For example, it has long been known that first names can affect the grading of teachers. Those who assume a migrant background or a precarious social background are more likely to lead to poor grades. Voilà, first stumbling block, which brings a rat tail on further consequences with it:


Poor grades equal to worse grades equal school graduation, possibly even dropout. What sounds like a horror scenario is, unfortunately, a thousandfold reality. Migrant children or workers' households are more likely to have a hard time and are more likely to drop out of school.


Even your own gender can be a stumbling block, for example, for young women who have difficulty finding a permanent position. Some employers minimize the risk of losing a young employee as a worker in the foreseeable future because she becomes pregnant.


All of these are individual requirements that can have a detrimental effect. Frequently they lead to the fact that those affected often bite even harder in professional life, bring along a good deal of volition.

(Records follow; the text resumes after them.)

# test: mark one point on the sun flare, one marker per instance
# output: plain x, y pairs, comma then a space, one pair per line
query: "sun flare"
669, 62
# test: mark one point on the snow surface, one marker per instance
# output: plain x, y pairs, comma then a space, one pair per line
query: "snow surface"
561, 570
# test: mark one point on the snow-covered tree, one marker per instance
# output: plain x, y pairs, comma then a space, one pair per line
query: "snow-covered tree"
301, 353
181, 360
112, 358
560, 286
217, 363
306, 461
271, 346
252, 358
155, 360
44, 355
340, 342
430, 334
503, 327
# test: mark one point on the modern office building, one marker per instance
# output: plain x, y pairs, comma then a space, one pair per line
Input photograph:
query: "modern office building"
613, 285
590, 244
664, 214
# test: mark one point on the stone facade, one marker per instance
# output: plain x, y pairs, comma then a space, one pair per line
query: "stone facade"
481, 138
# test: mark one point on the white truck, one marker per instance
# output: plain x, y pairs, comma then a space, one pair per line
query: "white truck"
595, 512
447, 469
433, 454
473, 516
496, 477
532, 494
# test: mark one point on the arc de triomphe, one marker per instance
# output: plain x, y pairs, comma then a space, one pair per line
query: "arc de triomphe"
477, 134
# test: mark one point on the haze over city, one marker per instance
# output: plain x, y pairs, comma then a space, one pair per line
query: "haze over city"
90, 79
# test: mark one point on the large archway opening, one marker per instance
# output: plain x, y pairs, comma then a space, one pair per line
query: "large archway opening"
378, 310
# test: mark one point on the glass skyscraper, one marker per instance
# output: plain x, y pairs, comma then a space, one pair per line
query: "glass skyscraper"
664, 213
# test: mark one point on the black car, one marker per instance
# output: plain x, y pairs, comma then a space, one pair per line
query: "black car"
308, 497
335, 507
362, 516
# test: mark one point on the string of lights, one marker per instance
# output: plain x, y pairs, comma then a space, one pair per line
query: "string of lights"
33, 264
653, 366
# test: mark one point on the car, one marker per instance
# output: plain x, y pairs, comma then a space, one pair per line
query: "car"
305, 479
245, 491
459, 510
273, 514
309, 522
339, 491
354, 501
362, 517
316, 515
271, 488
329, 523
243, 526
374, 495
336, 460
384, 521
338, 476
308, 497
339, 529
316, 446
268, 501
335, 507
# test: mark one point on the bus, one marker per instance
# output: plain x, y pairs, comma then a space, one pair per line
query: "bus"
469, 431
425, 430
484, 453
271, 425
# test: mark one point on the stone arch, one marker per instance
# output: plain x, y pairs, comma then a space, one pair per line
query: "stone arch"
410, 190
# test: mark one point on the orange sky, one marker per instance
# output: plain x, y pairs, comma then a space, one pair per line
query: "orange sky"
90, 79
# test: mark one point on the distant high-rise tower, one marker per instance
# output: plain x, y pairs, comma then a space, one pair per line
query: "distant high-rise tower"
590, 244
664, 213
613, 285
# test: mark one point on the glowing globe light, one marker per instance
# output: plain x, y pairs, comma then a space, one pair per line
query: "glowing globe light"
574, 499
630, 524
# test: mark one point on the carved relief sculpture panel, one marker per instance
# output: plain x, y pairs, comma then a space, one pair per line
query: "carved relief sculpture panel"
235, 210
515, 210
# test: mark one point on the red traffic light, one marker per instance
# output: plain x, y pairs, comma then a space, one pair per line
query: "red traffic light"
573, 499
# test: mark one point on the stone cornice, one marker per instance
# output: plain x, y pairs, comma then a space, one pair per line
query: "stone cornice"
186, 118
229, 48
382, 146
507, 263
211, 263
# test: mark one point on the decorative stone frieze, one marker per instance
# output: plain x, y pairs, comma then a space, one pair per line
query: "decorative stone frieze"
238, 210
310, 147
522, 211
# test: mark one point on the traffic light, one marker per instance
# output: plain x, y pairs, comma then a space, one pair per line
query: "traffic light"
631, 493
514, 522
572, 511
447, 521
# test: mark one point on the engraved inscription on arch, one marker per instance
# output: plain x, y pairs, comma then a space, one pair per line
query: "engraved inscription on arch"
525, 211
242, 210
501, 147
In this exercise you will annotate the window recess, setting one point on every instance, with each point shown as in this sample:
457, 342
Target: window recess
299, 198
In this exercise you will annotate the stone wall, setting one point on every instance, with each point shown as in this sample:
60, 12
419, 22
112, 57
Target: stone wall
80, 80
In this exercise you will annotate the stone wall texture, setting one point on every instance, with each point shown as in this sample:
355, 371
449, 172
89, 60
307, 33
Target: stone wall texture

Personal shortcomings as stumbling blocks


Of course, companies are looking for someone who can complete the necessary tasks. But expertise is not everything. We are looking for an employee who fits into the team and the company. For HR professionals this is often a balancing act because on the one hand too homogeneous teams are a danger for productive creativity. On the other hand, you do not want to get a troublemaker into the house.


Applicants say that they must first deal not only with the company but with their own personality. Self-reflection and an honest strength-weakness analysis support this. And this is not just about technical qualifications, but also about social skills.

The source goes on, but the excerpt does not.